We learned that the warrant was based on a phone call to a battered women's center by a woman calling herself "Sarah" and claiming that she and her children were being abused by her "husband" (physically and sexually). A Texas judge approved a warrant that sought not only "Sarah's" family, but all families in the compound, and seems to have given the authorities permission to also enter and seize evidence from the FLDS temple as well. So far, they haven't found their affiant "Sarah." Defense attorneys for the women and the children are seeking to toss out all of the evidence seized based on this inability to find the affiant and arguing that the warrant itself was overly broad on Fourth and First Amendment grounds.

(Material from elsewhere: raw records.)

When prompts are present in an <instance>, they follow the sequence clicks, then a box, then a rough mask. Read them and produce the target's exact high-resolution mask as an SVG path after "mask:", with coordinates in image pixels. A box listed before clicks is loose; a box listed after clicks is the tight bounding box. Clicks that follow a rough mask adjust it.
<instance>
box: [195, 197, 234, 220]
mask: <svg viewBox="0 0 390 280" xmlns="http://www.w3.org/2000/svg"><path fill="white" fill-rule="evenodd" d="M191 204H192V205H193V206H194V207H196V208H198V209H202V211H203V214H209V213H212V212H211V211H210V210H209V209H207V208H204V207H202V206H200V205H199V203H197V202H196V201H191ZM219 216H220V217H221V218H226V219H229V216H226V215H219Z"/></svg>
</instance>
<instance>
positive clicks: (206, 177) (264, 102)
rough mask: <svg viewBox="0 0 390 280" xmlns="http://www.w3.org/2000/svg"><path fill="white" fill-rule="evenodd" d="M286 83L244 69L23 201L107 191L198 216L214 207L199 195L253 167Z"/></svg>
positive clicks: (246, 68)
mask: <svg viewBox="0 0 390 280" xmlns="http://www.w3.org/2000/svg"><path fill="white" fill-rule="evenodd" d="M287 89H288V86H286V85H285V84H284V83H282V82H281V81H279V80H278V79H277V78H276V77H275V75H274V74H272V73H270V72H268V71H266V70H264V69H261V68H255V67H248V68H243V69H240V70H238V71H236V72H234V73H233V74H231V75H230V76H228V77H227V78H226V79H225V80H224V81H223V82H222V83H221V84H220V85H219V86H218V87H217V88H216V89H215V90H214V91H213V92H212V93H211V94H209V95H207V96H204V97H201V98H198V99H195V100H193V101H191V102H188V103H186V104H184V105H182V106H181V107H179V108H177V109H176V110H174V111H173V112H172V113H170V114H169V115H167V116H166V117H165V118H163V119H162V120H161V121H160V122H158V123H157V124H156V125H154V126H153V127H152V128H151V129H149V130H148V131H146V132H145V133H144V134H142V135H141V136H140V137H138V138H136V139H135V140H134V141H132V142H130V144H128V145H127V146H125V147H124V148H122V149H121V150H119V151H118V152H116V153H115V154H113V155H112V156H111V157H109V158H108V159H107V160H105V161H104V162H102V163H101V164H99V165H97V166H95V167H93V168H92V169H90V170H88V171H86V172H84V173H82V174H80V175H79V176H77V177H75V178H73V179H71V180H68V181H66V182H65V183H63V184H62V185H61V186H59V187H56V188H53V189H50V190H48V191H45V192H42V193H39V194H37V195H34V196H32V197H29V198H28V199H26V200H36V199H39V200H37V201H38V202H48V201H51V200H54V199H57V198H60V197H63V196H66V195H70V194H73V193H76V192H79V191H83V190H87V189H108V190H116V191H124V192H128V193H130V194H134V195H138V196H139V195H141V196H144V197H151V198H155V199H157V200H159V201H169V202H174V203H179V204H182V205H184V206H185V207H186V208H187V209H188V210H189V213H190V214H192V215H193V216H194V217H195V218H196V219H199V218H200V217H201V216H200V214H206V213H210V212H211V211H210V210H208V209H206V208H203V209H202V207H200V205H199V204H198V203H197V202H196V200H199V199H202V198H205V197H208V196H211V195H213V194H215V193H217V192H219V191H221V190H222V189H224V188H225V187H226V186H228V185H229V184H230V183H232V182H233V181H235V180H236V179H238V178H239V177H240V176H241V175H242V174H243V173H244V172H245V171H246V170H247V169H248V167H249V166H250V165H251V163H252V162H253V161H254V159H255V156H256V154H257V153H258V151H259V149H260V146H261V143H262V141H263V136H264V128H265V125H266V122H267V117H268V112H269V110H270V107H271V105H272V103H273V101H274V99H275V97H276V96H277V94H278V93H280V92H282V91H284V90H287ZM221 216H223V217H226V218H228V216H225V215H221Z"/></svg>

Now we learn that Texas prosecutors are contemplating filing charges of bigamy against the women who admitted in the press that they practiced "plural marriage." My question on both matters is, what about the FLDS men? Were they arrested? Are they charged with anything yet? So far, I haven't seen any reporting to suggest they have (but if so, please let me know).
Prosecuting the "wives" for bigamy without going after the "husbands" is like prosecuting the prostitutes for prostitution without doing the same for the Johns. Both the institution of "plural marriage" as practiced by the FLDS and the institution of prostitution are based on sexual exploitation of women and girls for the benefit of men.
Some argue that polygamy is OK when the women consent to entering such relationships, just as some argue that sex-for-hire between two consenting adults should be legal. The trouble is that even if it was somehow possible to eliminate all the child marriages or child prostitutes, you still have consent problems with women that are under financial or sociological/cultural pressure to join such institutions.
I suspect that it will take years to resolve the FLDS raid, a problem that will be compounded by the fact that judges in Texas are popularly elected. If a judge tosses out the warrant or evidence or convictions of polygamists, they probably won't get re-elected, even if the U.S. Supreme Court ends up agreeing with such a judge.
There are no easy legal or sociological answers to either polygamy or prostitution, which is why officials have for decades taken a mostly hands-off approach to dealing with them. This post is intended as an invocation of discussion of the problems, not saying what is or isn't legal, proper, right, etc. But it is a discussion worth having.
Some Mormons, especially those with polygamist ancestors, feel conflicted as they watch Texas authorities separate FLDS families on the basis of alleged abuse.
They don't support the practice of polygamy today, yet these Latter-day Saints see the faces of their great-grandparents in the FLDS women and children.
A Dan Jones & Associates poll of 314 people reported in the LDS Church-owned Deseret Morning News revealed that 31 percent of Utahns believe Texas authorities were definitely justified in removing the children and another 31 percent believed the actions were probably justified; 13 percent of those polled believed the actions were probably not justified and 6 percent said they were definitely not justified. The poll has a margin of error of 5.7 percentage points.